As it stands, without significant federal funding to assist with the state’s revenue shortfall, Nevada will not be able to avoid severe reductions in general fund support for agencies and services that represent the majority of general fund expenditures, including health and human services, K-12 and higher education and public safety.
State employees were notified by Governor Sisolak of his plans:
To all Nevada State Employees,
As your Governor, I’d like to take a moment to write to you directly, to thank you for the tremendous work you’ve done helping Nevadans during the COVID-19 pandemic, and to share with you with some of the realities of our current budget situation.
None of us could have predicted a pandemic of this magnitude and the global economic crisis that has followed. As a State, we have done tremendous work to flatten the curve and to preserve the health, safety and lives of our fellow Nevadans. Every day, I am overwhelmed with respect and gratitude for the thousands of professionals employed by the State who quickly adapted and adjusted to a new style of work and have continued providing services around the clock. All of this exceptional work has not gone unnoticed.
As you aware, prior to the pandemic, the State had begun the momentous task of formulating ways to implement a child, family and community-centered Nevada government. The economic crisis caused by the COVID-19 pandemic has forced us to take a different direction with our state budget to respond to this new economic reality. Believe me, I wish we weren’t faced with this difficult situation, and I wish I didn’t have to write this letter.It’s important that you receive this message from me directly, as your Governor. I wanted you to hear from me the proposed budget reductions for Fiscal Year 2021 that impact you most directly. Preliminary estimates indicate approximately a $900 million General Fund shortfall, when combined with the Distributive School Account, the revenue shortfall increases to $1.3 billion in Fiscal Year 2021. The estimated revenue shortfall represents a significant percentage of the state’s overall $4.5 billion operating appropriations for the fiscal year.

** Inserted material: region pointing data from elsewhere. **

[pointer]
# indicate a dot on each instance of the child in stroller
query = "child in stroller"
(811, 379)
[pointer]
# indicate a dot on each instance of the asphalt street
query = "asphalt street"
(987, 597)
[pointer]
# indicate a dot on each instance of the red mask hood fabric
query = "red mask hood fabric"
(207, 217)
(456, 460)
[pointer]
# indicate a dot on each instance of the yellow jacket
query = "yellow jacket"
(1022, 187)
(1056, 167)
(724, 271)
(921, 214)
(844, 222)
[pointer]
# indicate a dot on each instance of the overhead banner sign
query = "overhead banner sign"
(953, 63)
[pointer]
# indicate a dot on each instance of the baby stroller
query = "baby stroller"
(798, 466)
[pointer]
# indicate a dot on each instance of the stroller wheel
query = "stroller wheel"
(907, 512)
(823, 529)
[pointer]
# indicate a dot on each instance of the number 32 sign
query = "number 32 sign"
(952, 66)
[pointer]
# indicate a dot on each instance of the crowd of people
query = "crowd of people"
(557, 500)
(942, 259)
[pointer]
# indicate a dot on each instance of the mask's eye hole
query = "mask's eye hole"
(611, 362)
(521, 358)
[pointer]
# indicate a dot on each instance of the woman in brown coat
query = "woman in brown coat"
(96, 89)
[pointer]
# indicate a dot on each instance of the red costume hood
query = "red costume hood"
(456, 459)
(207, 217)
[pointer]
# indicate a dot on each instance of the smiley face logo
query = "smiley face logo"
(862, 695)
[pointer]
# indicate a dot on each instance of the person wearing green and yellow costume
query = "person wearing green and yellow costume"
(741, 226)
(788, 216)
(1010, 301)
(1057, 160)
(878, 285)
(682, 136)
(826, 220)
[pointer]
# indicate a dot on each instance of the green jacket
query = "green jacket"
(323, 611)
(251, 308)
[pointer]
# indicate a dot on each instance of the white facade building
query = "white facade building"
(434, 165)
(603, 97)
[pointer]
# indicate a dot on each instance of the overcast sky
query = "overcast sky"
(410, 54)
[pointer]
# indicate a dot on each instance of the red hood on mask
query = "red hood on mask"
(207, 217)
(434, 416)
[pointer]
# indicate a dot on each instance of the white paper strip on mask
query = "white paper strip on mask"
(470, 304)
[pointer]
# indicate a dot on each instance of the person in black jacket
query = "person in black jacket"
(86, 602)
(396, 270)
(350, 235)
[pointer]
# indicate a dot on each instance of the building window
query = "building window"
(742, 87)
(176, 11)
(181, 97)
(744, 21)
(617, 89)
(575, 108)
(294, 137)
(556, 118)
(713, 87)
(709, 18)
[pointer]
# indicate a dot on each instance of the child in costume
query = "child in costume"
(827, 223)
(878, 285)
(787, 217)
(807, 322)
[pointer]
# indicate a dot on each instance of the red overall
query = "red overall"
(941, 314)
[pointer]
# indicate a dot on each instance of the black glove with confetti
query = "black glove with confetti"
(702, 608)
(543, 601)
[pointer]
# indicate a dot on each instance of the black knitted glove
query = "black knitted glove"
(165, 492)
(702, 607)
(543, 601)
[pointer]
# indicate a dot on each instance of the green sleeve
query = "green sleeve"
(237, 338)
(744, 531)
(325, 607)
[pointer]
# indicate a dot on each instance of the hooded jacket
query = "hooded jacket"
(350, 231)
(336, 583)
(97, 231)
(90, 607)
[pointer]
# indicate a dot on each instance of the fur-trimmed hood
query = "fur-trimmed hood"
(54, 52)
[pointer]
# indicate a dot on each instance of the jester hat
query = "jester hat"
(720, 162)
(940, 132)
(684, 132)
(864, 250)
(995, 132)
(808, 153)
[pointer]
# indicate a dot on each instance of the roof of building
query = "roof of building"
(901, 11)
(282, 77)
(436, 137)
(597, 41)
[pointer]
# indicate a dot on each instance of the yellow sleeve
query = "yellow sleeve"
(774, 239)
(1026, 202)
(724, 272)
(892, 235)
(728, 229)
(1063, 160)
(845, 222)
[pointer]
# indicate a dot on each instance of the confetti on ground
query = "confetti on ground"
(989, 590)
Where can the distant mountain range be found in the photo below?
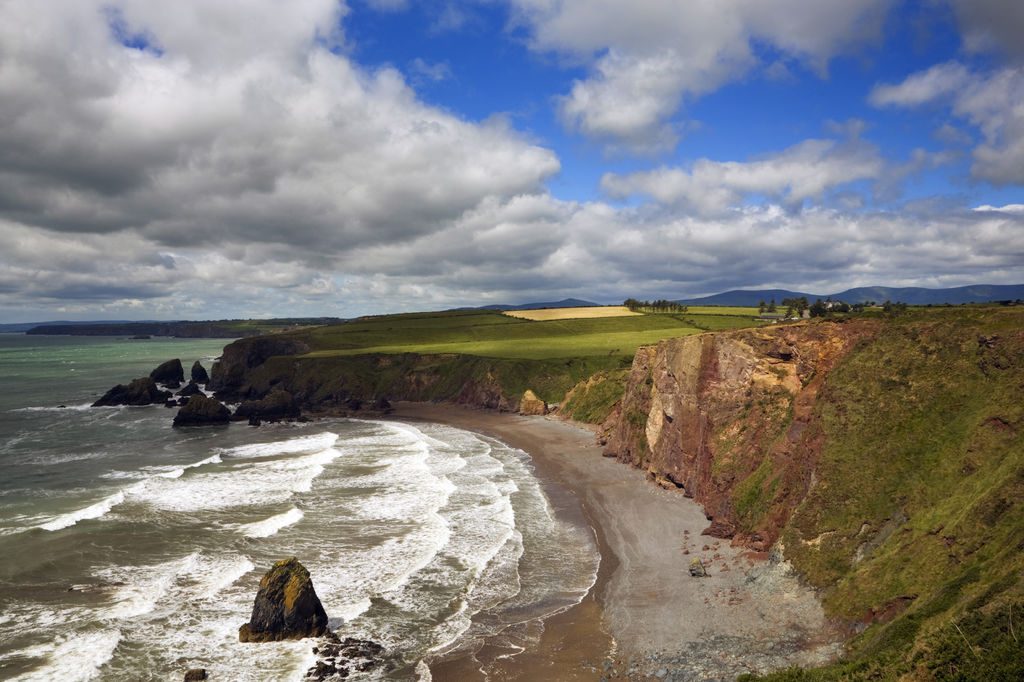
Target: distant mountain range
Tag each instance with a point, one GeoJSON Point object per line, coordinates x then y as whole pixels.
{"type": "Point", "coordinates": [909, 295]}
{"type": "Point", "coordinates": [564, 303]}
{"type": "Point", "coordinates": [20, 328]}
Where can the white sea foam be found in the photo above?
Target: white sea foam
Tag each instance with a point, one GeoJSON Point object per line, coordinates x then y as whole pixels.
{"type": "Point", "coordinates": [144, 587]}
{"type": "Point", "coordinates": [73, 657]}
{"type": "Point", "coordinates": [67, 408]}
{"type": "Point", "coordinates": [177, 472]}
{"type": "Point", "coordinates": [92, 511]}
{"type": "Point", "coordinates": [269, 526]}
{"type": "Point", "coordinates": [249, 483]}
{"type": "Point", "coordinates": [296, 445]}
{"type": "Point", "coordinates": [107, 504]}
{"type": "Point", "coordinates": [214, 576]}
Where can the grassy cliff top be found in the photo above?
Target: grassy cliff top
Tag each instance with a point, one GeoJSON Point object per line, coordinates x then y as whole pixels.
{"type": "Point", "coordinates": [492, 334]}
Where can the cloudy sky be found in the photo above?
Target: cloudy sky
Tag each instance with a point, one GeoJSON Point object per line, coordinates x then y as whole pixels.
{"type": "Point", "coordinates": [251, 158]}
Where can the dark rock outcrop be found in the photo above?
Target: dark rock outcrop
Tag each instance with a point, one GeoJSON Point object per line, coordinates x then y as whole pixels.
{"type": "Point", "coordinates": [170, 372]}
{"type": "Point", "coordinates": [230, 373]}
{"type": "Point", "coordinates": [190, 389]}
{"type": "Point", "coordinates": [139, 391]}
{"type": "Point", "coordinates": [202, 411]}
{"type": "Point", "coordinates": [278, 405]}
{"type": "Point", "coordinates": [286, 606]}
{"type": "Point", "coordinates": [338, 657]}
{"type": "Point", "coordinates": [530, 405]}
{"type": "Point", "coordinates": [199, 374]}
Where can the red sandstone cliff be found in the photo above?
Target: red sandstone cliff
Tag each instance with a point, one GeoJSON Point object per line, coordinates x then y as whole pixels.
{"type": "Point", "coordinates": [729, 418]}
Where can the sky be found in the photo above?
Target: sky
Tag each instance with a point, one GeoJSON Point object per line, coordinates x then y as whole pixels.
{"type": "Point", "coordinates": [203, 160]}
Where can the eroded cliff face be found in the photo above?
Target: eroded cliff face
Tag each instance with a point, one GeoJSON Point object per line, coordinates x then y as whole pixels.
{"type": "Point", "coordinates": [252, 369]}
{"type": "Point", "coordinates": [728, 418]}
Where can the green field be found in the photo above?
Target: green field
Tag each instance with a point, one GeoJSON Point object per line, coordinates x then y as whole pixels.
{"type": "Point", "coordinates": [724, 310]}
{"type": "Point", "coordinates": [489, 334]}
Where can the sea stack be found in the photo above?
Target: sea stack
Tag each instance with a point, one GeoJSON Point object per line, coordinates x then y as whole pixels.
{"type": "Point", "coordinates": [286, 606]}
{"type": "Point", "coordinates": [202, 411]}
{"type": "Point", "coordinates": [530, 405]}
{"type": "Point", "coordinates": [169, 374]}
{"type": "Point", "coordinates": [139, 391]}
{"type": "Point", "coordinates": [199, 374]}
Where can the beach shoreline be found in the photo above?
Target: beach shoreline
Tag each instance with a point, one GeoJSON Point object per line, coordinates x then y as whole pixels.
{"type": "Point", "coordinates": [646, 616]}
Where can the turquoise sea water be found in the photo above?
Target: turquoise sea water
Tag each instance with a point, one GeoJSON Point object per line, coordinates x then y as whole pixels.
{"type": "Point", "coordinates": [131, 550]}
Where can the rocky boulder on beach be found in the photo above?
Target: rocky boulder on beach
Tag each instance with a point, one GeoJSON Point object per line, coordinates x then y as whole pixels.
{"type": "Point", "coordinates": [190, 389]}
{"type": "Point", "coordinates": [530, 405]}
{"type": "Point", "coordinates": [286, 606]}
{"type": "Point", "coordinates": [202, 411]}
{"type": "Point", "coordinates": [278, 405]}
{"type": "Point", "coordinates": [169, 373]}
{"type": "Point", "coordinates": [139, 391]}
{"type": "Point", "coordinates": [199, 374]}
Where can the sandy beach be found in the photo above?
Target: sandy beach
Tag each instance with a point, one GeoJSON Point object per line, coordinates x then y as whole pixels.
{"type": "Point", "coordinates": [646, 616]}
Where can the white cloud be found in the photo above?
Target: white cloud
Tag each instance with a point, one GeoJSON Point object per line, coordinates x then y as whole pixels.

The projected shortfall may change as we continue to receive and analyze new economic data, but I have the responsibility for developing the proposals to address the Fiscal Year 2021 shortfall based on what we know today. I want to thank all of the cabinet members for working closely with the Governor’s Finance Office to identify the necessary reductions in a manner that limits to the maximum extent possible the impact on critical functions, including health, safety and education throughout the state and puts us on a path toward both a physical and economic recovery. These areas and so many others are all impacted in ways that none of us would advocate for under normal circumstances, but I appreciate the continuing hard work on fiscally responsible proposals to end the year with a balanced budget.
For state employees, I’ve asked my team and state agencies to build the proposals with the goal of limiting the number of possible layoffs in the state, to the maximum extent possible. You, our state employees are what make this state run day in and day out. You are the ones that provide critical services to Nevadans. State agencies will be keeping hundreds of positions vacant in Fiscal Year 2021 to preserve existing positions and employees. We have worked diligently to reduce the number of anticipated layoffs from more than 450 to less than 50 expected at this time. Employees who may be impacted will be notified by Department of Administration, State Human Resource Management.
I am also proposing one furlough day a month for all state employees beginning in July, and a freeze on merit salary increases for Fiscal Year 2021.
I am not proposing any changes to your health insurance or retirement benefits.
As your Governor, I will continue to work with our congressional delegation to strongly advocate for financial relief from the federal government to states to preserve vital services and protect our states’ economies and workforce. As Nevadans and with your hard work and partnership, we will reinvent, reinvest and reenergize our State for future success.